Bunga tersadar dan menatap langit-langit kamar dan juga sekelilingnya. Pandangannya kabur. Namun perlahan dapat melihat jelas orang di sekelilingnya. Adik lelaki dan ibunya duduk di tepi ranjang sambil memijit kakinya. Ayahnya duduk di kursi roda, Aini dan juga Martha duduk di kursi dan memegang lengannya seraya menguntai senyum manis penuh ketulusan.

“Kenapa Bunga ada di sini, Tante? bukan kah tadi Bunga ....”

“Bunga. Kamu tadi pinsan di jalan dan ada orang yang mengantar kamu kesini.”Aini membelai rambut Bunga dengan lembut.

Bunga membisu. Ia tidak melihat Pak Er ada di sini. Bunga ingat betul tadi dirinya yang mengantar ke rumah Suryo. Bagaimana nasib beliau kini. Apakah beliau mengalami kesulitan.

Bunga tidak bisa tinggal diam dan harus melakukan sesuatu. Ia tidak mau gara-gara menolong dirinya, Pak Er jadi celaka. Bunga beranjak dari tempat tidur dan semua orang menahannya.

“Bunga. Kamu mau kemana? istirahatlah dulu.” Martha berusaha mencegahnya.

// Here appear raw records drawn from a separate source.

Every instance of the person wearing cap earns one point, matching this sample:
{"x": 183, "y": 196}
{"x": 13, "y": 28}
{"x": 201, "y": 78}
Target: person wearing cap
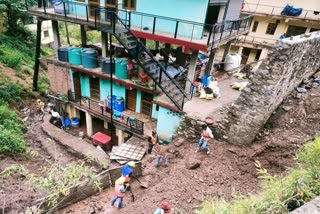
{"x": 40, "y": 105}
{"x": 164, "y": 208}
{"x": 206, "y": 135}
{"x": 120, "y": 189}
{"x": 161, "y": 151}
{"x": 126, "y": 171}
{"x": 152, "y": 140}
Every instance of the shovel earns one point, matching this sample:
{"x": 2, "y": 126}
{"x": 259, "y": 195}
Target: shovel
{"x": 142, "y": 184}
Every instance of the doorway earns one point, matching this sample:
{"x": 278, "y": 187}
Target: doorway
{"x": 245, "y": 55}
{"x": 146, "y": 103}
{"x": 131, "y": 99}
{"x": 95, "y": 88}
{"x": 93, "y": 6}
{"x": 76, "y": 85}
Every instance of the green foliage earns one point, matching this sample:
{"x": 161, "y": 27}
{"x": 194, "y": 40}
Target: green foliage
{"x": 26, "y": 70}
{"x": 20, "y": 75}
{"x": 11, "y": 131}
{"x": 43, "y": 83}
{"x": 13, "y": 169}
{"x": 11, "y": 92}
{"x": 278, "y": 194}
{"x": 15, "y": 52}
{"x": 15, "y": 15}
{"x": 58, "y": 180}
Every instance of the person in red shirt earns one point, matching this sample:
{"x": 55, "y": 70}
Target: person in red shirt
{"x": 120, "y": 189}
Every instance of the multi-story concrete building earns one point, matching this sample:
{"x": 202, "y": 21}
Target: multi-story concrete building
{"x": 269, "y": 23}
{"x": 185, "y": 27}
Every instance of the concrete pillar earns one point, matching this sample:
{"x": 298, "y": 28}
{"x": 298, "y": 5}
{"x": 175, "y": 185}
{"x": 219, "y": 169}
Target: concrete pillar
{"x": 104, "y": 41}
{"x": 83, "y": 35}
{"x": 120, "y": 137}
{"x": 212, "y": 57}
{"x": 240, "y": 51}
{"x": 192, "y": 69}
{"x": 181, "y": 58}
{"x": 56, "y": 35}
{"x": 226, "y": 50}
{"x": 144, "y": 41}
{"x": 89, "y": 124}
{"x": 221, "y": 13}
{"x": 157, "y": 45}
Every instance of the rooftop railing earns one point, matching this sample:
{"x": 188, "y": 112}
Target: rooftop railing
{"x": 276, "y": 11}
{"x": 159, "y": 25}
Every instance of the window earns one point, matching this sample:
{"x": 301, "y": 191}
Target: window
{"x": 129, "y": 4}
{"x": 255, "y": 26}
{"x": 271, "y": 29}
{"x": 295, "y": 30}
{"x": 314, "y": 29}
{"x": 258, "y": 54}
{"x": 112, "y": 3}
{"x": 45, "y": 33}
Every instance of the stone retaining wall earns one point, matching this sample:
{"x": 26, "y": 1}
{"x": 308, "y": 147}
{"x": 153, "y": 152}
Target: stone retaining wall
{"x": 288, "y": 64}
{"x": 85, "y": 189}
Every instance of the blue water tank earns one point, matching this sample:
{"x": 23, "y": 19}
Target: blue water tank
{"x": 74, "y": 55}
{"x": 206, "y": 80}
{"x": 119, "y": 104}
{"x": 63, "y": 54}
{"x": 114, "y": 98}
{"x": 89, "y": 58}
{"x": 121, "y": 68}
{"x": 106, "y": 65}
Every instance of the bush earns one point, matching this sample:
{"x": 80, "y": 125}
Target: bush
{"x": 11, "y": 131}
{"x": 278, "y": 194}
{"x": 43, "y": 84}
{"x": 11, "y": 92}
{"x": 20, "y": 75}
{"x": 11, "y": 142}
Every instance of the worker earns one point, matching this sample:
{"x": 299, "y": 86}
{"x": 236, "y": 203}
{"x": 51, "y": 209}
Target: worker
{"x": 40, "y": 105}
{"x": 164, "y": 208}
{"x": 283, "y": 36}
{"x": 152, "y": 140}
{"x": 120, "y": 189}
{"x": 126, "y": 171}
{"x": 206, "y": 135}
{"x": 161, "y": 151}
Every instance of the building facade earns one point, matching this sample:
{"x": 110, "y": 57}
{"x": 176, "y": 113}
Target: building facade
{"x": 146, "y": 93}
{"x": 269, "y": 23}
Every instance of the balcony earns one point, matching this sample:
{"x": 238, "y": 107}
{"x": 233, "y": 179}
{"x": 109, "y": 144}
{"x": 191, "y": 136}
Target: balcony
{"x": 269, "y": 10}
{"x": 98, "y": 109}
{"x": 191, "y": 34}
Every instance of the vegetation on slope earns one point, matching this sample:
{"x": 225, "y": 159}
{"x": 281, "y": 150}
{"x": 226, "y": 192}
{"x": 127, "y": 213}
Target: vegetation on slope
{"x": 279, "y": 194}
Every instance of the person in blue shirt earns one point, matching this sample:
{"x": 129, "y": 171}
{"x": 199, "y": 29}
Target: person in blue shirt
{"x": 282, "y": 36}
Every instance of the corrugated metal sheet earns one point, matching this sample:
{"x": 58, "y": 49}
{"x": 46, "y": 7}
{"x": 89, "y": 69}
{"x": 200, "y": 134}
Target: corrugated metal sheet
{"x": 234, "y": 9}
{"x": 218, "y": 2}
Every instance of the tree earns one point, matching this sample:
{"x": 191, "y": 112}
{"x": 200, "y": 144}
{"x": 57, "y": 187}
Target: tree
{"x": 14, "y": 14}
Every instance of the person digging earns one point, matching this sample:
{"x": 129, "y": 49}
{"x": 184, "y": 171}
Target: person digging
{"x": 120, "y": 189}
{"x": 161, "y": 151}
{"x": 206, "y": 135}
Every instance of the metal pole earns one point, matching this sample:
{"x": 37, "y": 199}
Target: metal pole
{"x": 111, "y": 76}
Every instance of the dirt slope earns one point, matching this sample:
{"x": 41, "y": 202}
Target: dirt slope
{"x": 227, "y": 170}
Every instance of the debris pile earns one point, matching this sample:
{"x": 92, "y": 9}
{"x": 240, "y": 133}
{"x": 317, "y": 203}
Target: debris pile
{"x": 127, "y": 152}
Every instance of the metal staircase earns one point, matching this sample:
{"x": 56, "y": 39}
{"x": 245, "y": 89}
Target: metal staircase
{"x": 155, "y": 69}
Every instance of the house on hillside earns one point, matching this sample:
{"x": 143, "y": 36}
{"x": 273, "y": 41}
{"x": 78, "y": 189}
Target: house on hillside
{"x": 269, "y": 23}
{"x": 46, "y": 32}
{"x": 155, "y": 46}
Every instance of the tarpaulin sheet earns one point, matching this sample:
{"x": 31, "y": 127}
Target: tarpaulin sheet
{"x": 101, "y": 138}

“Tidak, Tante, Bunga harus menolong...”

“Bunga. Ini sertifikat rumah kamu. Mas Erlngga sudah bertemu dengan lintah darat itu dan  sudah menjebloskannya ke dalam penjara.” Aini memberikan sertifikat rumah kepada Bunga.

“Kok bisa, Tante?”

“Ternyata yang menabrak ayah kamu suruhan Dia. Dan Mas Erlangga punya cukup bukti. Mas Erlngga juga sudah melunasi hutang kalian sebesar tujuh puluh juta. Jadi kalian sekarang sudah terbebas dari lintah darat itu.”

“Tujuh puluh juta?! Gila, hampir seratus persen Bunganya!“ Bunga tak percaya. Dia merasa begitu kesal.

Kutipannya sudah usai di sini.